A court in Chad has sentenced 10 Islamist militants to death, including an accused ringleader who said he helped organize suicide bombings in the nation’s capital that killed 67 people this year.
The attacks were the first by the Nigerian-based group in Chad, which hosts the headquarters of a regional force set up to fight the militants. The June attacks were followed by a blast at a market in the capital in July, which killed 15 people.
Mahamat Mustapha, who stood trial with the others on charges including conspiracy to murder and illegal arms possession, made the confession in a court hearing in the capital, N’Djamena, where the series of bombings in June and July also injured more than 180 people. The court convicted the suspects and ordered the death penalty, according to a national television broadcast on Friday.
The trial of the alleged Boko Haram members, all with multiple identity cards, is the first of its kind in Chad. The oil-producing nation has joined Niger and Cameroon as part of a multinational force to counter the growing threat of Boko Haram in the region.
The group’s home ground is northeastern Nigeria, where it has killed thousands of people in a six-year campaign to establish Shariah, or Islamic law.
In July, Chad reintroduced the death penalty for acts of terror.
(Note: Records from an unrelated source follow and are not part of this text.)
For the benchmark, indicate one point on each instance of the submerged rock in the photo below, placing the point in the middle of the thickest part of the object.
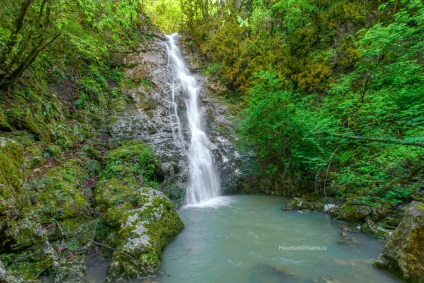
(301, 204)
(403, 253)
(146, 221)
(351, 212)
(274, 273)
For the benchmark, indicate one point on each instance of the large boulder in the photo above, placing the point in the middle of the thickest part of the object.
(403, 253)
(351, 211)
(302, 204)
(141, 223)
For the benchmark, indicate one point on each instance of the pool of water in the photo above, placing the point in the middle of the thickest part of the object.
(251, 239)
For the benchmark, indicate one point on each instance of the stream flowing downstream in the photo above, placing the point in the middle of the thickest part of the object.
(248, 239)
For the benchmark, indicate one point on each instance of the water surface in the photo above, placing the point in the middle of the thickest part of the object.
(250, 239)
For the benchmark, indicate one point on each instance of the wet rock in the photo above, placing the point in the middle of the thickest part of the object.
(11, 181)
(379, 212)
(5, 276)
(374, 229)
(151, 121)
(351, 212)
(301, 204)
(344, 235)
(328, 207)
(274, 273)
(72, 270)
(326, 280)
(143, 226)
(4, 124)
(403, 253)
(349, 228)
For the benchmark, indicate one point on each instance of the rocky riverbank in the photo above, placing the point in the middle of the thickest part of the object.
(401, 227)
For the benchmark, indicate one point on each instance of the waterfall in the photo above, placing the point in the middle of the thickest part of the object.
(204, 183)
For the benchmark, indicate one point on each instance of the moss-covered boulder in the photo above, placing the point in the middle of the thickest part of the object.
(372, 228)
(54, 196)
(4, 124)
(5, 275)
(403, 253)
(351, 211)
(11, 181)
(58, 194)
(145, 221)
(303, 204)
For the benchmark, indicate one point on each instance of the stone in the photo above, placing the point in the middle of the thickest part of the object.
(374, 229)
(351, 212)
(403, 253)
(379, 212)
(143, 234)
(301, 204)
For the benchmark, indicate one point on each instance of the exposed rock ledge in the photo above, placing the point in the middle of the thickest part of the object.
(403, 254)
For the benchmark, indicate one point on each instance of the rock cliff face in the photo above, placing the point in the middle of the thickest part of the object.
(403, 254)
(95, 183)
(150, 122)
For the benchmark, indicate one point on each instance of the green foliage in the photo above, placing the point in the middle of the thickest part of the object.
(133, 162)
(313, 72)
(166, 14)
(85, 30)
(279, 129)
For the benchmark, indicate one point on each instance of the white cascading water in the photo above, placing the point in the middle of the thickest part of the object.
(204, 180)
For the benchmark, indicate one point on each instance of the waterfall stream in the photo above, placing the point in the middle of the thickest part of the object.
(204, 182)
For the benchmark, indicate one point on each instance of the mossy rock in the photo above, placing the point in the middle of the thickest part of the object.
(403, 253)
(11, 161)
(57, 194)
(34, 156)
(303, 204)
(4, 124)
(144, 233)
(351, 211)
(11, 180)
(134, 163)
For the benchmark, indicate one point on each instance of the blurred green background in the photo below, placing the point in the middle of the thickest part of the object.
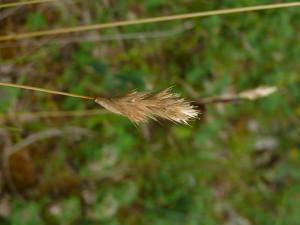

Opposition and civil liberties groups have criticised the new anti-terror legislation, saying it could be used to curb civil rights. Chad also banned people from wearing the full-face veil following the bombings.
Map of Chad and Nigeria
The men were found guilty of charges including criminal conspiracy, killings, wilful destruction with explosives, fraud, illegal possessions of arms and ammunition, and using psychotropic substances, according to chief prosecutor Bruno Mahouli Louapambe, quoted in AFP news agency.
The trial had been due to last eight days, but “due to security reasons it was speeded up and moved on Thursday to an undisclosed secret location,” Elombah.com learnt.
Among those convicted was Mahamat Mustapha, aka Bana Fanaye, the man described as the “mastermind” of the attack by Chad’s Interior Minister Abderahim Bireme Hamid.
Boko Haram had previously threatened to attack Chad, after it sent troops to help Nigeria recapture territory from the militant group, mostly in Borno state.
Chad has been instrumental in helping Nigeria retake most of the areas Boko Haram had seized.
The jihadists, who want to create their own Islamic caliphate in Nigeria, have killed thousands and forced millions to flee their homes in the country’s north-east Nigeria since 2009.